I’m a home roaster, so I have green coffee around. Honestly, I’m not sure I’d want to try to make coffee from it, even for the purposes of science. That sounds like it would just be awful, and a waste of perfectly good coffee.

Now this really makes me want to wonder about the deal.

The way I understand my form of diabetes is that the glucose is not ‘sticking’ to the receptors the way it is supposed to.

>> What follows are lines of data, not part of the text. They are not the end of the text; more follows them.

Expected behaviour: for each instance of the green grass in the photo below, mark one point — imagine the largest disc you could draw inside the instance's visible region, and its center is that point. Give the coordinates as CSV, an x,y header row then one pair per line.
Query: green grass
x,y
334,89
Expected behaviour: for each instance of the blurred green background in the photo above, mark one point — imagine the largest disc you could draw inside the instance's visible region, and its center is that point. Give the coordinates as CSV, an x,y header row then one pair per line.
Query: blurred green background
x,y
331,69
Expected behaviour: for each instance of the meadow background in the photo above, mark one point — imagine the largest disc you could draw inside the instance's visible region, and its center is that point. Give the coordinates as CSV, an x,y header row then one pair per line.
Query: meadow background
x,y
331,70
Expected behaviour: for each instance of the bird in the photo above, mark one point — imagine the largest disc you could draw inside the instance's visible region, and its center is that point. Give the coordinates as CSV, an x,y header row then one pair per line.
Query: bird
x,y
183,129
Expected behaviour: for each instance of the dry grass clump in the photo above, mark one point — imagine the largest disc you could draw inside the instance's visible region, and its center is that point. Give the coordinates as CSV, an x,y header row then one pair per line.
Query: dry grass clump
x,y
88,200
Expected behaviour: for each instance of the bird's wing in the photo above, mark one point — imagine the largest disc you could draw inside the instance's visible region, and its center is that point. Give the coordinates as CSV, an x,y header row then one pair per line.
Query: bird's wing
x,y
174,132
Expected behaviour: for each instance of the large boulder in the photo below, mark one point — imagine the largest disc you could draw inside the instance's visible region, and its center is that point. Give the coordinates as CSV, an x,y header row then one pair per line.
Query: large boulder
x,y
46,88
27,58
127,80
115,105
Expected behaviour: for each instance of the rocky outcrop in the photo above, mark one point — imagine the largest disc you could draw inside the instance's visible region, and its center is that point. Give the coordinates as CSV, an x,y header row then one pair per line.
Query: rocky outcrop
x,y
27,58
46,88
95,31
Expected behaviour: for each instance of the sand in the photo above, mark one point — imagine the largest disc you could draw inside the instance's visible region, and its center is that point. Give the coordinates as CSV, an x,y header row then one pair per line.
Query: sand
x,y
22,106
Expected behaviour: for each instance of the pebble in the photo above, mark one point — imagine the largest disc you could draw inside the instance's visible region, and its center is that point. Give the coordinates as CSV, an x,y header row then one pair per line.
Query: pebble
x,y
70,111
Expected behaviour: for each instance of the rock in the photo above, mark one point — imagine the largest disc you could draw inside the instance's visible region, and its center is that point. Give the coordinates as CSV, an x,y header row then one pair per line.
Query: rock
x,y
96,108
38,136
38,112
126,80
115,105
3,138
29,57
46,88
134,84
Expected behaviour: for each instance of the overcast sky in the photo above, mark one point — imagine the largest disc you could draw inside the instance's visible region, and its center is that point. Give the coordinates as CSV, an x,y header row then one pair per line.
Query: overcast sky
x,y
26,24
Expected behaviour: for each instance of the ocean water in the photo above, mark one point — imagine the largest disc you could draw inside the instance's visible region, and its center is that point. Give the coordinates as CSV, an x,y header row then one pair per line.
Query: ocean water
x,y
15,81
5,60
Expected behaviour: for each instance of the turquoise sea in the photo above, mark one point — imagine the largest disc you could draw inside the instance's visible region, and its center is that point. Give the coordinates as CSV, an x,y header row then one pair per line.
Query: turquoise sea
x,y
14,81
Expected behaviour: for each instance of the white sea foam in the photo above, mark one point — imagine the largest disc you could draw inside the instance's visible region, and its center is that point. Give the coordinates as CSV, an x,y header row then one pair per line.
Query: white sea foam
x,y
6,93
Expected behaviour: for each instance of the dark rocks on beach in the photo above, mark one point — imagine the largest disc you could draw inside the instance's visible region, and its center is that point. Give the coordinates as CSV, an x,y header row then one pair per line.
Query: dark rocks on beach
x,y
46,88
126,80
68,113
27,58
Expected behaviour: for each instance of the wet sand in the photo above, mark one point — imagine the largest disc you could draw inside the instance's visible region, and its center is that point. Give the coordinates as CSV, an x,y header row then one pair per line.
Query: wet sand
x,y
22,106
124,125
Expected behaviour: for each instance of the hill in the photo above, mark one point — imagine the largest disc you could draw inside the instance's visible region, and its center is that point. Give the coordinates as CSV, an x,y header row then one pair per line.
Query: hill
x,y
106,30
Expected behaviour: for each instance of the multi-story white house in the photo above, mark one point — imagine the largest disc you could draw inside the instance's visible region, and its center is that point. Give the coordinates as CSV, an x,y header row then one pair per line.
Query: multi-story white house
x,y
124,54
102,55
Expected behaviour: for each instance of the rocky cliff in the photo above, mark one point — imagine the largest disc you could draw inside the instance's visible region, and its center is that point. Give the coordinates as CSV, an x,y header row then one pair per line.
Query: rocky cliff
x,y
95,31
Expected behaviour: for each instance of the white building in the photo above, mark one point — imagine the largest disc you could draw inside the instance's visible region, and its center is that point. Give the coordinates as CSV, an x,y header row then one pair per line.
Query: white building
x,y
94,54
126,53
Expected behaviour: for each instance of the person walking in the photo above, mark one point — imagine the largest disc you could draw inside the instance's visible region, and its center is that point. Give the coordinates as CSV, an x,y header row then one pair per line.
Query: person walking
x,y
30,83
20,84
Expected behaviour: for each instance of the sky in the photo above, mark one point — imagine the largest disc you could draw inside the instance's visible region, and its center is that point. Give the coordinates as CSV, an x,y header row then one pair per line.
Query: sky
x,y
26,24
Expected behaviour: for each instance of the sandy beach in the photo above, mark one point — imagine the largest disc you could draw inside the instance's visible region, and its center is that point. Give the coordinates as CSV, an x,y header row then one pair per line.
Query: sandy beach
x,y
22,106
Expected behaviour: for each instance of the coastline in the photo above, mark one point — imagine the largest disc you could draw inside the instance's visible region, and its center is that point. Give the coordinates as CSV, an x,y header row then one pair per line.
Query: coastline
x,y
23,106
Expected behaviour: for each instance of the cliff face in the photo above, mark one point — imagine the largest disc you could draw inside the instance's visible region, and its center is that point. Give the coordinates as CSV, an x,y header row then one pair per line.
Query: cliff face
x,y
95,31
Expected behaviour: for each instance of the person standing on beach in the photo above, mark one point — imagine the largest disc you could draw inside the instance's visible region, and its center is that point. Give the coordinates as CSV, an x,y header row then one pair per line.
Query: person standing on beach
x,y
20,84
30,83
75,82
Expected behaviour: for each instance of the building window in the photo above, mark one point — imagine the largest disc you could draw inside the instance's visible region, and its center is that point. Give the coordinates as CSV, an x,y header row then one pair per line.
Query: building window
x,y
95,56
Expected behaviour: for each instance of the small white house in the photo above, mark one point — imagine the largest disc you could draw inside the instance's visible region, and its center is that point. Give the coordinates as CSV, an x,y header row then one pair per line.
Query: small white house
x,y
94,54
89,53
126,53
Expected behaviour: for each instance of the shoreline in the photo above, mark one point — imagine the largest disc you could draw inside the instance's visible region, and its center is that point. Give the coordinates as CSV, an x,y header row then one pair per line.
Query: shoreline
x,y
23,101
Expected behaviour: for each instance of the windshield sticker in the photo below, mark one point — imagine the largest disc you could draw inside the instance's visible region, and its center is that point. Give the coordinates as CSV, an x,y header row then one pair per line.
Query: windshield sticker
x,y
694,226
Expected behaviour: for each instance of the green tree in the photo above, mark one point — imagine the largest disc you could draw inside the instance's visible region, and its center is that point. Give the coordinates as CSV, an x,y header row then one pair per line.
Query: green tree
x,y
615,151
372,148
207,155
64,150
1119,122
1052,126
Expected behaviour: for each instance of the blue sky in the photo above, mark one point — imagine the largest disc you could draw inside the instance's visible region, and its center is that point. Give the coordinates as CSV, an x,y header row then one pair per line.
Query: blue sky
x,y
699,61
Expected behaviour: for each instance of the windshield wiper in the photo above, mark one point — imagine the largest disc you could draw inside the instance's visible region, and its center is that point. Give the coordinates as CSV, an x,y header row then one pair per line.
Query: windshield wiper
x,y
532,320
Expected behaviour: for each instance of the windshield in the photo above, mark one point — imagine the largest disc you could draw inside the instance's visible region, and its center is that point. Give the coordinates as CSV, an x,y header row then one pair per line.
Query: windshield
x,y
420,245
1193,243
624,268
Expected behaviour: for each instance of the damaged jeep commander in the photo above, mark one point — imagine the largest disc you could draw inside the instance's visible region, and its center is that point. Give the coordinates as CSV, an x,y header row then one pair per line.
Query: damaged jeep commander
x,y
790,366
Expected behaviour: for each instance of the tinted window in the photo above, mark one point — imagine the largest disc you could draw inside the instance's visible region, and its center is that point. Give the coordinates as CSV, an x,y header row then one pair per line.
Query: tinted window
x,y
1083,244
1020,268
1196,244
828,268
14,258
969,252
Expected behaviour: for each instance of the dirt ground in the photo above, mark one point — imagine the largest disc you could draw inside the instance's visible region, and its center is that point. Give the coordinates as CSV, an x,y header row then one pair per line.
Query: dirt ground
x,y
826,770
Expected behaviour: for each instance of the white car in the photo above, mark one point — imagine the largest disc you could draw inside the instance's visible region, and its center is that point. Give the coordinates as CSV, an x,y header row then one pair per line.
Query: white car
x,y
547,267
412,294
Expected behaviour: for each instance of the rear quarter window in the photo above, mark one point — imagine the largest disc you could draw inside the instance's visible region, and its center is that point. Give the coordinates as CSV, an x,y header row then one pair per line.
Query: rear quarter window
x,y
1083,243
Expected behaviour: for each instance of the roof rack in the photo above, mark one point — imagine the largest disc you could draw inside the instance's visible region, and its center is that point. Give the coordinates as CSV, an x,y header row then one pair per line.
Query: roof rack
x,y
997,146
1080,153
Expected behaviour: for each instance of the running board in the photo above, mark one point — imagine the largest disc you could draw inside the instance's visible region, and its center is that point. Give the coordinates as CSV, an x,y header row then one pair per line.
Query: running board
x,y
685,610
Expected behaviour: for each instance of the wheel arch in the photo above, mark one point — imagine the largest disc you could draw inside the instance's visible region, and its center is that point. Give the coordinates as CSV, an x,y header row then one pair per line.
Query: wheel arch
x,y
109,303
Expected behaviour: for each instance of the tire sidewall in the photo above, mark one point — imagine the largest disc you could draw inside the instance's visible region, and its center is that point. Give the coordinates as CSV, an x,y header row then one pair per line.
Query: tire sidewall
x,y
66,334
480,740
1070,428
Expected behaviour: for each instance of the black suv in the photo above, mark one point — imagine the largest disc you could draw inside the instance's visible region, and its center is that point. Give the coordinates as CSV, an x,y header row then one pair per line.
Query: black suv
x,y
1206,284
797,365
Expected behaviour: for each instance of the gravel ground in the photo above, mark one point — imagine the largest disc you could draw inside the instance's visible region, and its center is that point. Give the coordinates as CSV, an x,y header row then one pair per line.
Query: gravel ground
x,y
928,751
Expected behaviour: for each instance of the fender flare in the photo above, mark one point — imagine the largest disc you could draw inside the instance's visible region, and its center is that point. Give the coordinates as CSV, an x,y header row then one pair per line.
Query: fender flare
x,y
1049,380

My meds are there to encourage the glucose to stick properly so my body can process it the way it is supposed to instead of letting it freefloat around and get peed out after damaging nerve and other cells. That is one of the reasons that many type 2s end up gaining weight after being put on medications, they are finally processing glucose properly [and turning the excess into fat :(]

At least one of the stories about extract I read had some sort of medical person quoted similar to, “it does seem to help lose weight, but it’s too early to recommend because altering glucose absorption isn’t necessarily a good idea.”

I read somewhere (probably Digg) that Dr Oz touted the benefits of the Green Coffee beans extract. Supposedly the price has risen since the endorsement. Amazon sells it and the reviews seem mixed.

Dr. Oz promotes every single supplement fad or trend under the sun, moon, or stars. I don’t trust his reccos at all.

Life Extension magazine ran an article (that reads like an infomercial with footnotes and citations) about green coffee extract. Only two studies done on the extract so far, but the article hypothesized several possible mechanisms for effectiveness. It’s more than just altering glucose transport; it’s supposed to activate the liver to burn fat instead of storing it, and a few other things as well to help the metabolism function better.

Ordinary coffee in large has some role in preventing diabetes, supposedly due to the cholorgenic acid. The idea is that doses of green coffee have even higher amounts of chlorogenic acid, and may be even more effective. Not enough studies have been done
yet for any kind of accurate conclustions to be drawn.

Why does that not surprise me one bit!